You know who's missing from the Digital Entertainment Content Ecosystem
(or DECE) consortium? A group bent on redefining the way we buy, access, and play digital content with a membership roster that includes Best Buy, Cisco, Comcast, Fox, HP, Intel, Lions Gate, Microsoft, NBC Universal, Paramount Pictures, Philips, Sony, Toshiba, VeriSign, and Warner Bros? Right, Apple and Disney, the latter landing a lengthy piece in the Wall Street Journal
describing Disney's own distributed content ownership scheme that goes by the code-name, "Keychest;" a DRM solution that instantly provides access to content on any participating service (digital download store, mobile-phone provider, or on-demand cable for example) when a purchase is made. Keychest does this though a system of unique keys that are issued when a movie is purchased. The keys are then stored in a central repository (aka, chest) that participants would query. In this scenario, the movies would reside with each delivery company on their respective systems -- movies would not be downloaded.
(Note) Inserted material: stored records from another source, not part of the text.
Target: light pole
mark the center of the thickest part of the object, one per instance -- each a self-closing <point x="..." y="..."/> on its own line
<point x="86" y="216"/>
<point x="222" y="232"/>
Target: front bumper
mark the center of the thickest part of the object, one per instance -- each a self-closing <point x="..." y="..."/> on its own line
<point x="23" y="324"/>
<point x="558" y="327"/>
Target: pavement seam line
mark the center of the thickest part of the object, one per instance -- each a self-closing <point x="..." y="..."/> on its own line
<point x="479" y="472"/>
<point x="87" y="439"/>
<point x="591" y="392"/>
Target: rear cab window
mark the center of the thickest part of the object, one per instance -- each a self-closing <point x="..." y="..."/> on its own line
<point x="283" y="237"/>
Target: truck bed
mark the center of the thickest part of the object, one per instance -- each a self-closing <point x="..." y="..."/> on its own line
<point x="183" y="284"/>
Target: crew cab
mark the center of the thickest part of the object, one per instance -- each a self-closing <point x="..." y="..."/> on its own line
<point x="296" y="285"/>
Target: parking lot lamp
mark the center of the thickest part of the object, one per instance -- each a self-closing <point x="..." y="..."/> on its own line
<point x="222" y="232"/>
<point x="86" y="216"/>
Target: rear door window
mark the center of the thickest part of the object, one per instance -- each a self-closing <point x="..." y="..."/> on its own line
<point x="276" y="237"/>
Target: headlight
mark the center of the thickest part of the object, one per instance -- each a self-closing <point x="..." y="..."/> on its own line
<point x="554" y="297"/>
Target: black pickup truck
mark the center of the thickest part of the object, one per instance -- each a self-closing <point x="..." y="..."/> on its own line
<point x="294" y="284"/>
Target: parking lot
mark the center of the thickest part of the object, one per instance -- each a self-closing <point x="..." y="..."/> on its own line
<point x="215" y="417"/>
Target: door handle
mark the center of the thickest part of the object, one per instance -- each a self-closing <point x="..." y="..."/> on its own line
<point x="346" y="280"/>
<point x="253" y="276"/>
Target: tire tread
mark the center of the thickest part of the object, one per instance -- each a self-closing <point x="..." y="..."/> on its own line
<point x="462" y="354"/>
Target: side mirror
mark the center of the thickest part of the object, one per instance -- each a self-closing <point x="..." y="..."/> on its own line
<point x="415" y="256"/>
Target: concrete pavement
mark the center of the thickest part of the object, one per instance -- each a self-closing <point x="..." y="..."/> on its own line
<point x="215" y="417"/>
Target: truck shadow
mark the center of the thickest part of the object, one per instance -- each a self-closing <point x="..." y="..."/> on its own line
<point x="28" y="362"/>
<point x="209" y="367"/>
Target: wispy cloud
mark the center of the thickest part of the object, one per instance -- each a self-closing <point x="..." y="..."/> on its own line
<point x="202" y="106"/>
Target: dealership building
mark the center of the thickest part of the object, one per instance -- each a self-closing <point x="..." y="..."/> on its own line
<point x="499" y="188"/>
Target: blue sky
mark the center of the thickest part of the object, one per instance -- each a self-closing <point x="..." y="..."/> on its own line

On the bright side, if a content provider went out of business you would still have access to your films elsewhere. The proposed solution would work with Blu-ray disc purchases too, since BD players are internet-enabled by design -- DVD keys would have to be manually typed in by the user. So in effect, you'd now be paying once for ownership rights to the film, not to the physical media. If it sounds similar to DECE it is, but Disney claims that its approach is more streamlined and you know, better.
Disney has been quietly courting other movie studios with Keychest and intends to go public with its technology next month. Of course, with Steve Jobs listed as Disney's largest stockholder and the rumored Apple tablet being a media-redefining device that will single-handedly save newspapers while ridding the world of hunger and ignorance, well, you can see where the speculation is headed.